En Oaxaca una periodista me mostró como quien muestra la foto de sus hijos la imagen de un colgado.
Me decía: lo lincharon por violar a una muchacha. En la foto los niños se tiraban a los pies del muerto
para mirarlo.
Los linchamientos serán siempre un dilema moral: ¿es justo que un hombre que mató a un asesino vaya a la cárcel?
¿Es justo que la mujer que vio en el rostro de unos agresores el rostro de los violadores de sus hijas,
a sus propios violadores, vaya a la cárcel por intentar justicia?
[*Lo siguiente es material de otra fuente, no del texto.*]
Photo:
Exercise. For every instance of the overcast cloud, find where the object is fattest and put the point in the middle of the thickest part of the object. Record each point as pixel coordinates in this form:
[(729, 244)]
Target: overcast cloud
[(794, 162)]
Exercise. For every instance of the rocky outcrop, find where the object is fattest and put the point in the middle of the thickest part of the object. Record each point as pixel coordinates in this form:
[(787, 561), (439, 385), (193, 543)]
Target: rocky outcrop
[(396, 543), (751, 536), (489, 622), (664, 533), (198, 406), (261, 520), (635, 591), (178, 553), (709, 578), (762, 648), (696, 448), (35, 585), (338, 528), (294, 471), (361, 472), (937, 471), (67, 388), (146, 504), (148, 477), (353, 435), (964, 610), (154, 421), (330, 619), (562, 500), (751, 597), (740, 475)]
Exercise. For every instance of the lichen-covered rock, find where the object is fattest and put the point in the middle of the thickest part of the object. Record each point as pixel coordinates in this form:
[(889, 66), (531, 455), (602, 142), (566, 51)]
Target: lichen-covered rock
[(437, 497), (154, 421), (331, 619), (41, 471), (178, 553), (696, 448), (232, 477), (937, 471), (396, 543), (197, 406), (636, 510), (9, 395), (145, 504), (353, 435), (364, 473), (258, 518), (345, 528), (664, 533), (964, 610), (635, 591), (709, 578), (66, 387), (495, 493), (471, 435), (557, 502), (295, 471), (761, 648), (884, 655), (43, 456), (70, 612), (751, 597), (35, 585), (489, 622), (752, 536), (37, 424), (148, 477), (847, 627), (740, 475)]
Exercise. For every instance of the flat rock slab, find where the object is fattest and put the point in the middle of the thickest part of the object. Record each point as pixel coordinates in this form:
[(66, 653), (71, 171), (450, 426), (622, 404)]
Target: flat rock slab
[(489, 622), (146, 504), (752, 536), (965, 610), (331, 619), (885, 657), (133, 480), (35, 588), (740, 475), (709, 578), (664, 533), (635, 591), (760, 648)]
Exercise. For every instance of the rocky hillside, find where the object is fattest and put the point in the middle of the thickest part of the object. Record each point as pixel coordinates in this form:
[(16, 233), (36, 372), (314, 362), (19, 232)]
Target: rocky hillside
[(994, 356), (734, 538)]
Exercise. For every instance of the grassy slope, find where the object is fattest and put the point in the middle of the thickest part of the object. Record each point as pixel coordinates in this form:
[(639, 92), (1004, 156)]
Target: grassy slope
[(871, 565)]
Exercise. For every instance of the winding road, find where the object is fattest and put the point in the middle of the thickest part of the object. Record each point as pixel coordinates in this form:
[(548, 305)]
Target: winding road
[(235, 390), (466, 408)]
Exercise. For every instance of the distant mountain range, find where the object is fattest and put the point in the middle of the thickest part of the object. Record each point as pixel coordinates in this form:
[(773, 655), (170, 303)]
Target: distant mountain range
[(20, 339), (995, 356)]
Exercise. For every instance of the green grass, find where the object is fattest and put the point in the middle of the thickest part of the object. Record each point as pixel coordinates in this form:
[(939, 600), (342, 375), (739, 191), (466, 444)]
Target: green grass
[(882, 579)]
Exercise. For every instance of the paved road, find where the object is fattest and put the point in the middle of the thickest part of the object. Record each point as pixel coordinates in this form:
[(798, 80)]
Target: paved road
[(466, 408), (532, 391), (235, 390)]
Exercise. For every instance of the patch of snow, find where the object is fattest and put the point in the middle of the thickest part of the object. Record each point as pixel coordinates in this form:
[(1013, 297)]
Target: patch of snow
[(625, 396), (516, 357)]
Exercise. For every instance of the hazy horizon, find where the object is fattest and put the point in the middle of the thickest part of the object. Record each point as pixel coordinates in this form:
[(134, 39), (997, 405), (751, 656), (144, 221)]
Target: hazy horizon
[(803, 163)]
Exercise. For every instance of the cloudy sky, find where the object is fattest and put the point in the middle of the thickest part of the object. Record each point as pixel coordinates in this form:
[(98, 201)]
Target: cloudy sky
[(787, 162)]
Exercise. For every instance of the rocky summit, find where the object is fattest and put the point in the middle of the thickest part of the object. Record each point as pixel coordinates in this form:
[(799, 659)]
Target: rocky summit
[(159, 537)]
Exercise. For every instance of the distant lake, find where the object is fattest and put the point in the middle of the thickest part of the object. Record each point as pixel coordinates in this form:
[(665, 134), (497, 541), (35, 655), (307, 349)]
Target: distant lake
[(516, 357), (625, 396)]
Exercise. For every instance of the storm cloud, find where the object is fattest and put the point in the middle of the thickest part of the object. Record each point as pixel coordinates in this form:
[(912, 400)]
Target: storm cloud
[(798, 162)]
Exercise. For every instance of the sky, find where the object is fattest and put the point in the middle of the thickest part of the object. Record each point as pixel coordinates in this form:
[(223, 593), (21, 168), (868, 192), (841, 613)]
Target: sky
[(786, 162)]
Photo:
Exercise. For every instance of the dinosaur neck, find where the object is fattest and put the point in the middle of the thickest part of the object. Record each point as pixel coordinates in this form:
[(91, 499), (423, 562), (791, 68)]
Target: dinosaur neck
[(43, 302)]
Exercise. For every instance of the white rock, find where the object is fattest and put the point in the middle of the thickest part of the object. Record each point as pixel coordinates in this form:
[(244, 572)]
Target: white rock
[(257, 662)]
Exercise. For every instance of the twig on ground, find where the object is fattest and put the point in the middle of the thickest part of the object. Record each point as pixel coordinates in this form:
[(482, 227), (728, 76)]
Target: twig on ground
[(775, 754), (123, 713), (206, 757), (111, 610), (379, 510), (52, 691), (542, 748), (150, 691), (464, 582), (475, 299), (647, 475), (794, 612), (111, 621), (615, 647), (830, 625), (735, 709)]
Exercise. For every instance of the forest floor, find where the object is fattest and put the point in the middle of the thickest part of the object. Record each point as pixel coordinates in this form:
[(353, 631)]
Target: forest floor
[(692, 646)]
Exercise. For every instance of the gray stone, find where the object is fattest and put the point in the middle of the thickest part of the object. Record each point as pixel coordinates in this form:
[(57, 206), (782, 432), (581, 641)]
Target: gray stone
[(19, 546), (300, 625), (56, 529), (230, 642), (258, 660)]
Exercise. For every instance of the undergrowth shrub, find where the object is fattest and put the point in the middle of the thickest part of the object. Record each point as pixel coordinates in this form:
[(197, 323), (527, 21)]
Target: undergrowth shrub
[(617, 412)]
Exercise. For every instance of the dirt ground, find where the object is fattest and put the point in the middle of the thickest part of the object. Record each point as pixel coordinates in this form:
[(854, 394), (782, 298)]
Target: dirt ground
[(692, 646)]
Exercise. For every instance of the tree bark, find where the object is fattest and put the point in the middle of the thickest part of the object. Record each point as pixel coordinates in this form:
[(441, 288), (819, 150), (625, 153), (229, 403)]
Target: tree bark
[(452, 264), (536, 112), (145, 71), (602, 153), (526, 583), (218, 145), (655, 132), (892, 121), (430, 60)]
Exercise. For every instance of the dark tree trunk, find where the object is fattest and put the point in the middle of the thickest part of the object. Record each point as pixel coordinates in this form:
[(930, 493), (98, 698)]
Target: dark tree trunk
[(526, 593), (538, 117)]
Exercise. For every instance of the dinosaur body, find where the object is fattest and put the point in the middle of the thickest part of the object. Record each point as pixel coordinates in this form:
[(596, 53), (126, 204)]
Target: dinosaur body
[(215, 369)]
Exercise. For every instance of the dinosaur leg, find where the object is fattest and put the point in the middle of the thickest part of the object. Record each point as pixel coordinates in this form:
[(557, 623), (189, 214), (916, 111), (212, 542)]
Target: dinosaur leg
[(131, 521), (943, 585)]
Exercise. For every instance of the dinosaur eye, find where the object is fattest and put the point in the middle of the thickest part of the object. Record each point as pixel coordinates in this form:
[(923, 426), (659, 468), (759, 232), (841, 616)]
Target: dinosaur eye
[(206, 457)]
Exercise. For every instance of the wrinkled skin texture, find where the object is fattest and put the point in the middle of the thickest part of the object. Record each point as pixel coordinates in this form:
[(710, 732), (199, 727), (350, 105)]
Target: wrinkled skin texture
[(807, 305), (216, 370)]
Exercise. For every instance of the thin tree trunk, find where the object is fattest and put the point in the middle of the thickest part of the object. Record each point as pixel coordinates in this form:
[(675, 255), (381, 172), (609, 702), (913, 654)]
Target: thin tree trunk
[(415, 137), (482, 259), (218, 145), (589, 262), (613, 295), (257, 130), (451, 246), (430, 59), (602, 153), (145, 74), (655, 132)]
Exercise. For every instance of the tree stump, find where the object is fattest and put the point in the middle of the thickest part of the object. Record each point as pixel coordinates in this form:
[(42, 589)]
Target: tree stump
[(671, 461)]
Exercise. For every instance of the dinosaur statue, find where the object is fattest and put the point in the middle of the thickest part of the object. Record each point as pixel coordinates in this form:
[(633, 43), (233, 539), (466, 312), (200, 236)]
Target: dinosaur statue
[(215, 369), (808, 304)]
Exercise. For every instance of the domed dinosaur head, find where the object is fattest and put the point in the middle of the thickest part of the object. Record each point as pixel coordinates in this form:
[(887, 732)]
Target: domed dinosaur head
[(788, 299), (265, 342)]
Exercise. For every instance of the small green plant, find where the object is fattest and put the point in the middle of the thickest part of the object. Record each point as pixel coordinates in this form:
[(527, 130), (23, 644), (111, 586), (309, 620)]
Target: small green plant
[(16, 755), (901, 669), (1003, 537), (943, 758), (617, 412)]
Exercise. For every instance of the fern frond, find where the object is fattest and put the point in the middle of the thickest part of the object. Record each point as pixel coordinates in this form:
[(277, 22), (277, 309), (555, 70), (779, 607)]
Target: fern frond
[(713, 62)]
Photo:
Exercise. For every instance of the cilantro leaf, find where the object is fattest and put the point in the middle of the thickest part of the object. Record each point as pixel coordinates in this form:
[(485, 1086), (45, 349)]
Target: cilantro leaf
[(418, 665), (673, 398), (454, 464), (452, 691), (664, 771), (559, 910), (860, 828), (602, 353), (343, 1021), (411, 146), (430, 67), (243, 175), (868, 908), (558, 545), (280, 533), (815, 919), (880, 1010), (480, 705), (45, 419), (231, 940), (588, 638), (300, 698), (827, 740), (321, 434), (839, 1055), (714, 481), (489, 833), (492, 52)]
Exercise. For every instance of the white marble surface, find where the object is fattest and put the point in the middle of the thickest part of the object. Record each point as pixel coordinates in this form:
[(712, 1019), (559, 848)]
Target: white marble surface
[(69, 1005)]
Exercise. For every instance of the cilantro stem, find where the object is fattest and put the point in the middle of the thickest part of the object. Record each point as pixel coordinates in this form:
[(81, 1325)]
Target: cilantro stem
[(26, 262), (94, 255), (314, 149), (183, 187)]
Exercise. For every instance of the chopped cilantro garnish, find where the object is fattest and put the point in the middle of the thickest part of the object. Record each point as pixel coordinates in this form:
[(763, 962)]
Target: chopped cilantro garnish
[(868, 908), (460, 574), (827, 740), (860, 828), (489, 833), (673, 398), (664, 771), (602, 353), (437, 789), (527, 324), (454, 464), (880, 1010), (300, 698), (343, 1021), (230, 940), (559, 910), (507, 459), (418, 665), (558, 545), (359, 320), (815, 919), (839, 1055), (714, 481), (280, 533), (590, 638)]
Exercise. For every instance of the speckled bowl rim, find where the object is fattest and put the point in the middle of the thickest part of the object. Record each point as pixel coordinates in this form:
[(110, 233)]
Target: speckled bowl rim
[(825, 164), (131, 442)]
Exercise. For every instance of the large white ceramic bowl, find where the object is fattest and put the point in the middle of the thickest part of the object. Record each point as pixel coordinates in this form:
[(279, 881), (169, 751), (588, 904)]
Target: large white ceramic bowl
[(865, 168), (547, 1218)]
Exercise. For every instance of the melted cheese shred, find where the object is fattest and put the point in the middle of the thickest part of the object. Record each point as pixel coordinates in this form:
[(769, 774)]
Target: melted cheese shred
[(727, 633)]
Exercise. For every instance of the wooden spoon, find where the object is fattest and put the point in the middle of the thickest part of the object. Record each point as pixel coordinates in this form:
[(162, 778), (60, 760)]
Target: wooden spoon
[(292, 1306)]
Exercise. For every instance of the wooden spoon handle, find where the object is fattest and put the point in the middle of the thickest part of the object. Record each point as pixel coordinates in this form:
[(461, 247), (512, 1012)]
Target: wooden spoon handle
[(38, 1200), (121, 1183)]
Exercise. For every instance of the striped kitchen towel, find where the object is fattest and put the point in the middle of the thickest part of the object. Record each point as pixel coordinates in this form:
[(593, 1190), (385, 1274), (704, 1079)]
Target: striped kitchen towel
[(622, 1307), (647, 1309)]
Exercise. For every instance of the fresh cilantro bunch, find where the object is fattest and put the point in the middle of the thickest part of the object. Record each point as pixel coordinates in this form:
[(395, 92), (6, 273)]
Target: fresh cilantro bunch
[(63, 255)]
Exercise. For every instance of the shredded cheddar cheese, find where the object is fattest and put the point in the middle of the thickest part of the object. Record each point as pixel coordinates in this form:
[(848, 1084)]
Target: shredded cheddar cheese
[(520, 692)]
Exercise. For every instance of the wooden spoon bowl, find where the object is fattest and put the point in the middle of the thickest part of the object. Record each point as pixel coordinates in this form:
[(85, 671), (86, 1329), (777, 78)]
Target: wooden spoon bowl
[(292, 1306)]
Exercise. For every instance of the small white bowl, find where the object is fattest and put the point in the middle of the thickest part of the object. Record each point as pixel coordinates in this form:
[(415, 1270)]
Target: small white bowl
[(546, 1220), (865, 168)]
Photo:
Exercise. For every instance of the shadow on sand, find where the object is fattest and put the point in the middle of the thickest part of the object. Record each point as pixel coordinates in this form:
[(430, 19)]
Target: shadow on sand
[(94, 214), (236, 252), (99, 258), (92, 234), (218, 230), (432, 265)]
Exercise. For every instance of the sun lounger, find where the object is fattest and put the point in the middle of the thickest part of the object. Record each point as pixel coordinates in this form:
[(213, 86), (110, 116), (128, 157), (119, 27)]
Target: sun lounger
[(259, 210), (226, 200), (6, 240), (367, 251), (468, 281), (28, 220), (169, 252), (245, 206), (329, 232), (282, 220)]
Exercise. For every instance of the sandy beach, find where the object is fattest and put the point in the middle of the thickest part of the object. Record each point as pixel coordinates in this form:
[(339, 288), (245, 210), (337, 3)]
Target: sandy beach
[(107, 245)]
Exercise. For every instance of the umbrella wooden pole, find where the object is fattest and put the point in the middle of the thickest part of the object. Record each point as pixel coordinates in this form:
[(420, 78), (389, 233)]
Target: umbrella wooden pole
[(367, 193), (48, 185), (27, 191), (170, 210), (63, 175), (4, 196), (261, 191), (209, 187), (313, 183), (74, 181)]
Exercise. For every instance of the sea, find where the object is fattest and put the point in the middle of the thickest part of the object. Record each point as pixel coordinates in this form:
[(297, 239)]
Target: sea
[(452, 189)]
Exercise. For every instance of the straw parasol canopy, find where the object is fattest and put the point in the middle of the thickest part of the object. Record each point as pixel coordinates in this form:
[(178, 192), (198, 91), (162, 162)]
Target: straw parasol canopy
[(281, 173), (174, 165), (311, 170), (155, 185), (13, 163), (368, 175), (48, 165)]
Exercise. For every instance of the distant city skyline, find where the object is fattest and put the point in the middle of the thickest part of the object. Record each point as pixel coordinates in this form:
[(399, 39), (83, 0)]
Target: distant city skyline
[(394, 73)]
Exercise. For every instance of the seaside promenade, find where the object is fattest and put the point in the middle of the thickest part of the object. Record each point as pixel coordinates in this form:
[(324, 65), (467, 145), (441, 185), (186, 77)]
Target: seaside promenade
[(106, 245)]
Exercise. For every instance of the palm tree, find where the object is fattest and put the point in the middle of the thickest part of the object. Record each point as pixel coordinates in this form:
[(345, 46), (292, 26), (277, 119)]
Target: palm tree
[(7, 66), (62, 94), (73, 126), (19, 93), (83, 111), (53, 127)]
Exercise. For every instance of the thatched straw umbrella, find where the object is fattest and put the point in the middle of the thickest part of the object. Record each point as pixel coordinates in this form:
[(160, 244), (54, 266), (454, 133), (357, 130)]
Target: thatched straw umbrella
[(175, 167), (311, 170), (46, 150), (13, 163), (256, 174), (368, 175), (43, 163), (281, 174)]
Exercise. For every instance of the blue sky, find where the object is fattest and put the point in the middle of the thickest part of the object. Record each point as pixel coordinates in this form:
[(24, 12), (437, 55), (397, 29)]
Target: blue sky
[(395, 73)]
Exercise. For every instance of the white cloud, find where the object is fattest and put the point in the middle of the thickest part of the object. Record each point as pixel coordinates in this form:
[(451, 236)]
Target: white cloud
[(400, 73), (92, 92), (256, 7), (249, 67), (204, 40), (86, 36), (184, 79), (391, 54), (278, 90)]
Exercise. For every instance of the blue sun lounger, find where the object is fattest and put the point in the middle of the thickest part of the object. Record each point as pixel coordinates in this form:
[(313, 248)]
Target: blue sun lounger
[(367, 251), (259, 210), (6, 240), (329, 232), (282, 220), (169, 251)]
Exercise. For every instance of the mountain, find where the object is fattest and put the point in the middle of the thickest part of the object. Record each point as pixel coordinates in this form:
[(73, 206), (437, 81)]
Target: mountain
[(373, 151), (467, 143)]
Y ante todo hay una falla con el sistema
judicial y una profunda desvalorización del aspecto espiritual que alguna vez fue inmanente en estas comunidades.
¿Es normal la violencia? Nacer es en el mayor de los casos, el acto más violento y más sangriento del que
formamos parte. La violencia nos acompaña desde el nacimiento, pero luego algunos crecen y ese impulso se
encamina al daño. La violencia aniquila el instinto por la preservación de los hombres, el instinto por
la preservación de sí mismos también desaparece. Un impulso aparentemente orgánico deviene en algo que va
contra natura y son el odio, el miedo, la corrupción, la pobreza, lo que motiva este cambio. Es el mismo
sistema económico en el que estamos inmersos: es moneda de cambio un cuerpo, ya sea desnudo, ya sea mutilado.
Hasta qué punto caló tan hondo todo esto (importa preguntarnos, nos incumbe) que una comunidad donde existió el
gran esplendor del conocimiento ancestral devino en uno de los pueblos indígenas más violentos de México.